Anitin on tarafinda da büyük bir kilic figürü var,merdivenlerden çıkıp içeriye girmek mümkün.“AO INFANTE D. HENRIQVE E AOS PORTUGUESES QVE DESCOBRIRAM OS CAMINHOS DO MAR” yani ” Prens Henry ve diger Portekizlilere adanmistir, onlar ki denizin yollarını keşfetmislerdir” yazmakta iceride duvarda.
Diger tarafta ise; “NO V CENTENARIO DO INFANTE D. HENRIQVE 1460 – 1960” yani “Prens Henry’ye ölümünün 500. yilinda” yazmakta

Kesifler/Kasifler Aniti’ndan sehire doğru bakıldığında görülen köprünün adı Ponte 25 De Abril (25 Nisan Köprüsü)

Kopru Amerika'daki San Francisco koprusunun ikizi gibi, 1966 yilinda ayni koprunun mimari tarafindan yapilmis (Ilk ismi Salazar Koprusu).

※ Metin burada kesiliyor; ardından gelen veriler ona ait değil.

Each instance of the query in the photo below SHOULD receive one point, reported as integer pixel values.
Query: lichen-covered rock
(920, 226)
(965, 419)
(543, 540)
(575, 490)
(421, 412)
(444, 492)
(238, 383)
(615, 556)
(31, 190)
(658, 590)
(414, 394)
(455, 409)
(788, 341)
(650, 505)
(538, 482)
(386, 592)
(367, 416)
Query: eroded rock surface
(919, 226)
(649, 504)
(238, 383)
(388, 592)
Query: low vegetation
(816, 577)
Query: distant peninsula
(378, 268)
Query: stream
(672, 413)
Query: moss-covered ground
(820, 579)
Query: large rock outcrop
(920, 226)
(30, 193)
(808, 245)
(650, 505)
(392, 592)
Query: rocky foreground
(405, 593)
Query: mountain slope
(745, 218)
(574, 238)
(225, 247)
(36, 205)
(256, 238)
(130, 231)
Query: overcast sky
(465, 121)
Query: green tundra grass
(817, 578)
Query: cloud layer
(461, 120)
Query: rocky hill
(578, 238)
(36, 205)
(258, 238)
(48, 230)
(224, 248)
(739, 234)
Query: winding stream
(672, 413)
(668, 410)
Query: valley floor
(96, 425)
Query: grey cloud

Karanfil Devrimi'nden (15 Nisan 1974) sonra diktatör Salazar gitmis keza koprunun ismi de (15 Nisan Koprusu)
Belem icin yarim gun cok yeterli ama Belem'e yuruyerek gidip gelimnecekse mesafe biraz uzun.
Donus yolunda da ayni tramvay sehir merkezine kadar goturuyor, zaten butun turistler ayni rotayi yurudugu icin hangi istasyon inilecek binilecek pek sorun olmuyor.

Lizbon'da 5 adet tramvay güzergahı bulunmakta. Ama sehiri dolasan kisaca Lizbon’u kesfetmek için 28 numaralı tramvaya kesinlikle binmelisiniz.28 numarali tramvay hala hizmette olan 3 geleneksel tramvay hattından en popüler olanı. Bu hatta yapılacak bir gezinti, Lizbon’un anıtlarını,kiliselerini,park-bahçelerini ve kendine has mahallelerini görmenizin en iyi yolu. Turistlerin ve yerel halkin sikca kullandigi bir hat, sadece turistler icin degil, kuyrukta sıra beklemek ve tramvay icerisinde ayakta yolculuk etmek de var:) Ancak herseye deger.
Tramvay yolculuga, Rossio Meydani yakinindaki Martim Moniz duragindan baslar, tepelere dogru  kiliseler, eski evler,fado barları, kucuk dukkan ve lokantaları ile ünlü Alfama mahallesine ulasir, sonra Baixa Caddesi’nden geçerek Bairro Alto ‘nun alt kisimlarina varirr ve son durak olan Prazeres ‘de yaklaşık 30 dakika süren gezi sonlanir. 
28 numaralı tramvay ring seferi yapmiyor. Eğer şehir merkezine doğru geri dönmek isterseniz son durak olan Prazeres‘de (durağın tam karşısında bir mezarlık bulunur) inip yine aynı yerden muhtemelen sizi oraya getiren tramvaya binmek zorundasınız. Şaşkın şaşkın etrafa bakınırsanız bir sonraki tramvaya kalmanız kuvvetle muhtemel:)
Tramway'dan inip yukarilarda, teras cafe'lerde kahve bira keyfi yapilabilinir sehire bakilip. Sonra merdivenlerden sehire inilir, biz oyle yaptik, bira ile guzellestik, muhabbet ettik genclerle, sonra sehir merkezine donduk, bu sefer Praça Do Comercio (Ticaret Meydanı), Lizbon’un önemli ve görkemli bir meydani. Bir zamanlar Lizbon’un ana liman girişi olarak kullanılmış.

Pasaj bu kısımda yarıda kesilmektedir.